MUMBAI: The economic survey has presented a tepid set of marco numbers, projecting real GDP growth to be 6.3-6.8% for the next fiscal, citing the increasing pressure on the manufacturing sector due to weak global demand and seasonal domestic conditions. The economy is seen printing in a 6.4% growth in the current fiscal, which is close to the decadal average.
"Though the macro fundamentals remain robust with a strong external account, calibrated fiscal consolidation and stable private consumption, balancing it with the weak global demand and seasonal domestic factors we expect that the growth in FY26 would be between 6.3 and 6.8%," said the Economic Survey tabled by to Parliament by finance minister Nirmala Sitharaman on Friday.
Interestingly, the Survey has skipped a fiscal deficit for this fiscal or the next and it speaks up to FY24 only when the actual deficit printed in at 5.6% of GDP and the budget had pegged it at 4.9% for this fiscal. The survey further says the manufacturing sector faces pressures due to weak global demand and domestic seasonal conditions.
But it quickly also notes that this has been visible across the globe with manufacturing slowing especially in Europe and parts of Asia, due to supply chain disruptions and weak external demand.“ Private consumption remains stable, reflecting steady domestic demand.
Fiscal discipline and strong external balance supported by a services trade surplus and healthy remittances growth have contribute to macroeconomic stability so far. Together, these factors have provided a solid foundation for sustained growth amid external uncertainties," the survey said further exuding optimism.

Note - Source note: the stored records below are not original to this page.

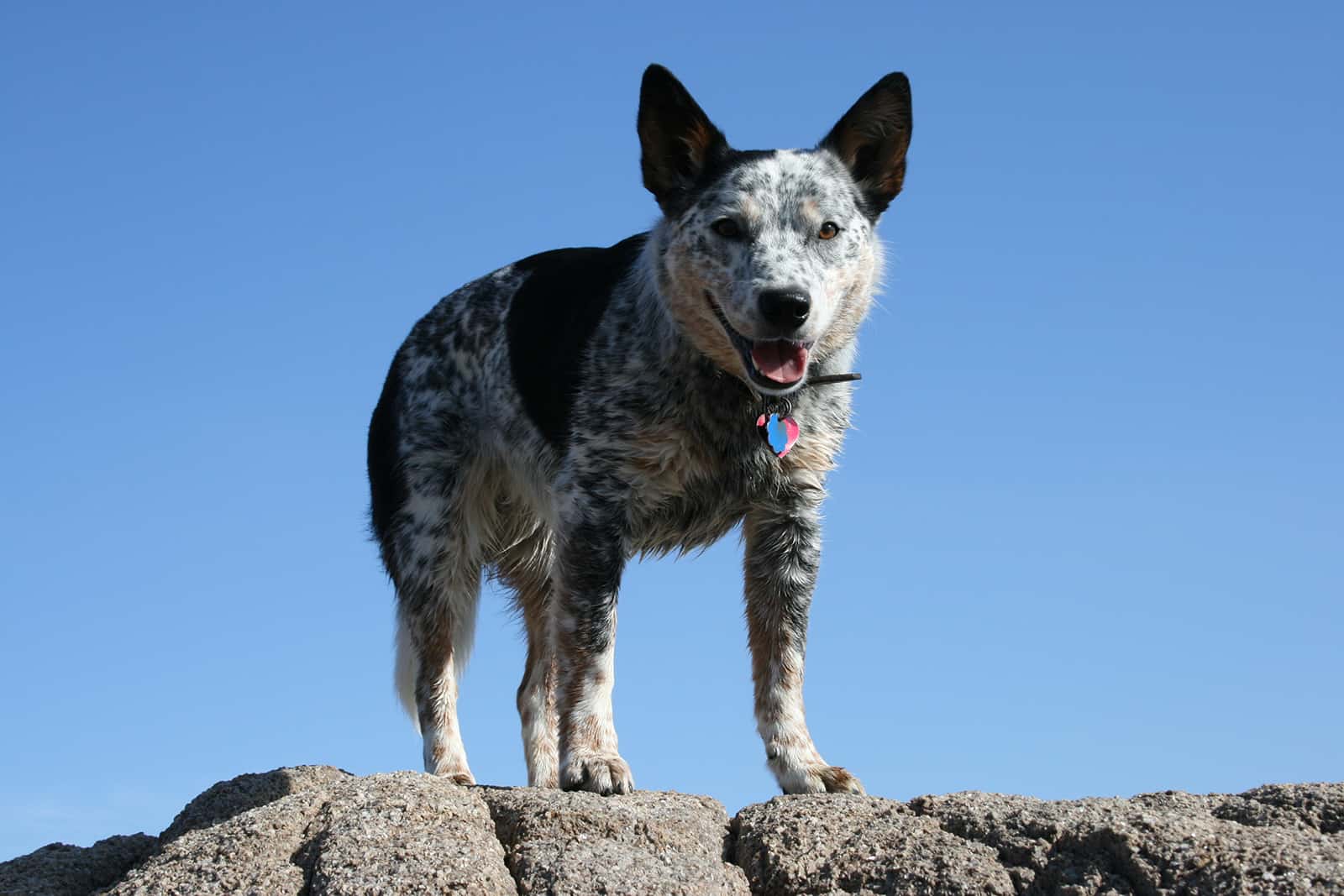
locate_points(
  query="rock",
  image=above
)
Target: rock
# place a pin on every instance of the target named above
(255, 852)
(239, 794)
(1169, 842)
(320, 832)
(73, 871)
(844, 842)
(643, 842)
(407, 833)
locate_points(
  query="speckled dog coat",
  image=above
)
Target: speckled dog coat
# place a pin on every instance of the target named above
(555, 418)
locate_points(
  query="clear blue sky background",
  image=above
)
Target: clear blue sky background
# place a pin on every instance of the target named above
(1088, 533)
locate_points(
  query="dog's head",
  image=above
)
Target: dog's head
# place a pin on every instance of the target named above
(769, 258)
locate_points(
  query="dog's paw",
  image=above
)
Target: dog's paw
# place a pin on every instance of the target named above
(461, 778)
(602, 774)
(819, 779)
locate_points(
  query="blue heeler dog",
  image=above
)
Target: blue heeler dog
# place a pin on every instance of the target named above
(555, 418)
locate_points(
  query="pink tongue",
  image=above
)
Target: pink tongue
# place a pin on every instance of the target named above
(780, 362)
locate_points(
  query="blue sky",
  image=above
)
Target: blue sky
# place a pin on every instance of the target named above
(1088, 532)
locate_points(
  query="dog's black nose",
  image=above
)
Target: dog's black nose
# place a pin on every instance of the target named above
(785, 308)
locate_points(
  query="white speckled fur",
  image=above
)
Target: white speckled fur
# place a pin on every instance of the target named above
(551, 466)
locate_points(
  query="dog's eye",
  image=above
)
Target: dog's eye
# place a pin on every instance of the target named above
(726, 228)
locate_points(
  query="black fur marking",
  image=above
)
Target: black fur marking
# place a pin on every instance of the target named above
(386, 485)
(551, 320)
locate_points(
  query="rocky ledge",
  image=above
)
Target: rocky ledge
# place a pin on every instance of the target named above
(316, 831)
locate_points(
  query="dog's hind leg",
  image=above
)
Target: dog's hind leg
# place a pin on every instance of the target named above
(526, 569)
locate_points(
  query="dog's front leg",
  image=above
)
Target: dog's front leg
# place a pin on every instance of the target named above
(591, 557)
(783, 555)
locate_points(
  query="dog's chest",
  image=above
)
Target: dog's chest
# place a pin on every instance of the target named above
(689, 488)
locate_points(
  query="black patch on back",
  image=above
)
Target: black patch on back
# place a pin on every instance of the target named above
(386, 486)
(551, 320)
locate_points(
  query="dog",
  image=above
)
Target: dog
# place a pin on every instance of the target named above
(553, 419)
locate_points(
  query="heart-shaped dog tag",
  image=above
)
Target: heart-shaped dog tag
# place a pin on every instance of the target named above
(780, 432)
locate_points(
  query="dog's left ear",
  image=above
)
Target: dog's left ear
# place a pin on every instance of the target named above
(871, 140)
(678, 140)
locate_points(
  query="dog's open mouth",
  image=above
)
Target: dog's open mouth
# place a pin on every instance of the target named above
(772, 363)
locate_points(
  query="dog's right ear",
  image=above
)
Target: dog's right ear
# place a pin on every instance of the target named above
(678, 141)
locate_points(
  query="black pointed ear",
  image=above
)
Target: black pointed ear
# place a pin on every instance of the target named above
(678, 140)
(873, 137)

The industrial sector grew 6% in first half, and is estimated to grow by 6.2% for the full year. The Survey also credits the government for all-round stability on inflation, fiscal health, and external sector balance safeguarded by services trade and record remittances.
The composite purchasing managers index has stayed in the expansion zone for the 14th consecutive in December. While the services sector continues to show strength, manufacturing has shown contraction.
Aggregate GVA has surpassed the pre-pandemic trend in Q1 of FY25 and now hovers above the trend in the first half of FY25 and according to the first advance estimates released earlier this month, the real GVA growth for FY25 is estimated to be 6.4%, after growing at 6.2% in H1. Of this, private final consumption expenditure is estimated to grow by 7.3% driven by a rebound in rural demand, taking its share in GDP from 60.3% in FY24 to 61.8% in FY25, making it the highest since FY03.
On the supply side, GVA is seen clipping at 6.4% in FY25 on the back of the agriculture sector rebounding to 3.8% and the industrial sector growing 6.2%. Strong growth rates in construction activities and electricity, gas, water supply and other utility services are expected to support industrial expansion.
Growth in the services sector is expected to remain robust at 7.2% driven by healthy activity in financial, real estate, professional services, public administration, defence, and other services. Sectorally speaking, the survey notes that construction has been a standout, gaining momentum since mid-FY21 and soaring around 15% above its pre-pandemic trend thanks to the robust infrastructure development and housing demand.
The utilities sector, including electricity, gas, water supply, and other services, reached the pre-pandemic level by the end of FY23 and has consistently stayed above these levels. But the biggest negative surprise has been the manufacturing sector, while steadily recovering, remains slightly below its pre-pandemic trajectory.
Keeping in mind the upsides and downsides to growth, the survey expects real GDP growth in FY26 to be between 6.3 and 6.8%.The survey notes that to realize the aspirations of a developed nation by 2047, it is important that medium-term growth outlook is assessed in the context of emerging global realities of geo-economic fragmentation, Chinese manufacturing prowess, and global dependency on China for energy transition efforts.
The survey concludes saying that looking ahead, our economic prospects for FY26 are balanced and the headwinds to growth include elevated geopolitical and trade uncertainties and possible commodity price shocks. Overall, we will need to improve our global competitiveness through grassroots-level structural reforms and deregulation to reinforce its medium-term growth potential.